Quem se omite deve ser punido, diz pai de Henry sobre morte de menina em MS
Ele soube de morte de menina em MS e questiona rede de atendimento
Leniel Borel, engenheiro de 38 anos, tornou-se conhecido no Brasil todo em março de 2021 em circunstâncias trágicas, quando o filho Henry, de 4 anos, morreu e a ex-mulher Monique Medeiros e o namorado dela, o vereador Jairo Souza Santos Júnior, foram presos e respondem pelo assassinato da criança, que já chegou sem vida no hospital. O drama pessoal acabou tornando o carioca em um ativista e porta-voz da lei aprovada pelo Congresso Nacional levando o nome do filho dele – a Lei nº 14.344. A norma, vigente desde maio de 2022, prevê mecanismos de proteção às crianças e punições às omissões no dever de dar segurança a elas.
Borel soube da morte da criança de 2 anos em Campo Grande, ocorrida na quinta-feira passada em situações semelhantes. “Trinta vezes na UPA?”, questionou sobre o histórico que acabou vindo à tona no dia da morte, demonstrando que já tinha lido reportagens sobre o tema. Ele contou que muitas pessoas marcam-no em reportagens ou enviam informações a ele quando o assunto é violência contra crianças.
Ele se solidarizou com Jean Carlos Ocampos, de 28 anos, pai da menina, e novamente questionou: “o tanto que ele falou e o que adiantou?”. Borel suspeita que o preconceito possa ter contribuído para a pouca atenção dada em toda a via crucis que Ocampos relatou ter enfrentado, já que ele vive uma relação homoafetiva.
Ocampos contou que esteve no Conselho Tutelar mais de uma vez, foi à Defensoria Pública pedir ajuda para obter a guarda, duas vezes registrou boletins de ocorrência, uma movimentação que se estendeu ao longo do ano de 2022 e não foi capaz de permitir um ambiente seguro para a menina. Ele imaginava que conseguiria uma medida protetiva, como prevê a Lei Henry Borel, para tirar a filha da casa da mãe, que está presa junto com o padrasto.
Borel explica que no caso da morte do filho, tudo aconteceu muito rápido. O menino e a mãe passaram a morar com o ex-vereador e quando ele começou a perceber alguma alteração no comportamento do filho, questionar à mãe, já ocorreu a morte. Ele relata que chegou a ser acusado por ela de tentar fazer alienação parental quando começou a pedir esclarecimentos.
Punir omissos - O engenheiro defende que não basta condenar os agressores. Ele acredita que o grande mérito da lei é prever punição para as pessoas que poderiam ter interferido na rede de proteção e foram omissas, contribuindo para um desfecho trágico. Ele argumenta que a agressão não começa de forma extremada, ela vai escalando ao longo do tempo, daí ser essencial as pessoas que atendem a criança, familiares e vizinhos tomarem atitude. No caso pessoal, ele acredita que também poderia ter salvado o filho se pessoas do entorno e que sabiam tivessem dado o alerta.

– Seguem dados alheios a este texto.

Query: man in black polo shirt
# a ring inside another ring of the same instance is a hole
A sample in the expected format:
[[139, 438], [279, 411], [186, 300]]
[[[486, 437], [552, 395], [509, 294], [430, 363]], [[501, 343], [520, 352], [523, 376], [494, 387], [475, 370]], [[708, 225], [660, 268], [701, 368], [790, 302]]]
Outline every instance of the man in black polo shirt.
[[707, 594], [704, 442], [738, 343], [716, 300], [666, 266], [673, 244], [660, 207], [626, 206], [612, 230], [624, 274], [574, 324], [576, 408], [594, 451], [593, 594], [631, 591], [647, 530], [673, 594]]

Ele diz que luta para fazer a lei ser mais conhecida e a rede de proteção mais eficiente. Nesse sentido, conta que aproveita as oportunidades para falar com juízes, promotores, delegados, policiais. A omissão produz morte, resume.
Para ele, por ser uma lei recente, é preciso empenho do poder público em torná-la conhecida, capacitar os funcionários públicos que atuam com as crianças. Borel acredita que ainda são poucas as iniciativas, esperava ver mais debate. Sentindo no dia a dia o vazio que não tem volta, ele defende que é preciso ação e prevenção para salvar outras crianças, o que não foi possível com o filho Henry.
Lei Henry Borel – A Lei nº 14.344/22 prevê que as informações das crianças sejam registradas e haja compartilhamento dos dados na rede de atendimento; o chamado sistema de garantia tem o dever de mapear e interferir nas situações de violência; os serviços de saúde e segurança devem atuar articulados; devem ser adotadas medidas protetivas - como prisão de agressor, afastamento do lar, colocação da criança em outra família -, cabíveis tanto na esfera policial quanto judicial.
A lei ainda criou dois crimes, um que pune a pessoa que não cumpriu a medida protetiva imposta, com pena de 3 meses a 2 anos, e o outro, que Borel considera um grande avanço, que pune quem se omite.
A pessoa que deixa de comunicar violência que toma conhecimento pode ser punida com pena de 6 meses a 3 anos de detenção, podendo aumentar em metade quando a criança ou adolescente tiver sofrido lesão grave, ou triplicada quando ocorrer morte. Há ainda a pena em dobro se quem se omitiu foi um familiar, responsável ou tutor.
A lei também prevê a adoção de medidas de segurança para proteger quem denunciar, além de compensações.